In Elizabethan London, competition between rival theatres was frantic. Theatre managers put on whatever shows they thought would pull in the crowds, whether that involved fencing displays, wrestling matches, bear baiting, or interspersing the high literary tragedies of renaissance drama with Morris dancing. Catching the attention of the notoriously fickle theatre audiences meant providing them with continually new and thrilling spectacles, and playwrights quickly learnt that if they wanted to be paid, they needed to come up with crowd-pleasers.
One genre which quickly became popular with Elizabethan audiences was revenge tragedy. The playwright Thomas Kyd pioneered the style, which was influenced by the gory tragedies of Seneca and usually involved plots about intrigue at Continental courts, with his Spanish Tragedy (1587). This frankly sensational play included several murders, a mad hero, a letter written in blood, a ghost returning from the Underworld and the Spirit of Revenge, and it became an instant hit. Kyd cashed in by writing a sequel, and several authors followed suit, producing plays with titles like Antonio’s Revenge, The Revenge of Bussy d’Ambois, The Tragedy of Hoffman, and The Revenger’s Tragedy.
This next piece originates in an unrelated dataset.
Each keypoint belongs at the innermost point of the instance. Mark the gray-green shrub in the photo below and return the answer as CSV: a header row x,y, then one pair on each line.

Like modern horror movies, each revenge tragedy attempted to top the last in gruesome ingenuity. Characters were variously killed by poisoned candles, poisoned helmets, red-hot crowns, hanging, disembowelling, and two were tricked into kissing a poisoned skull and a poisoned Bible (poison was something of an obsession.) The earliest Shakespeare tragedy was a revenge tragedy which attempted to out-do all his predecessors with the horror of Titus Andronicus (1590s). This tour-de-force contains two human sacrifices, three severed hands, one severed head, one severed tongue, and a pie baked from the flesh of murder victims. The later and considerably subtler Hamlet (1601) draws on the conventions of revenge tragedy, which can still be seen in the ghost of Hamlet’s father, the poisoned wine and swords, and the machinations of Claudius.
In The Revenger’s Tragedy (1606), the genre overbalanced in deliberate spoof. The grotesque antics of the protagonist Vindice, who carries the skull of his dead mistress around with him, climax in two sets of would-be murderers stalking the same set of victims around in disguise at a masked dance. The denouement sets off a chain reaction of murders and counter-murders within the space of five minutes, until the bemused heroes are left surrounded by a heap of bodies, and they in turn are condemned to death by the king they have just put on the throne.
Though they were often written in haste to satisfy the audience’s craving for lurid and sensational drama, many revenge tragedies have stood the test of time. The best of this mad bunch, such as Titus Andronicus and The Duchess of Malfi, are still regularly performed today, valued as much for their dark humour and elegantly cynical poetry as for their gruesome plots.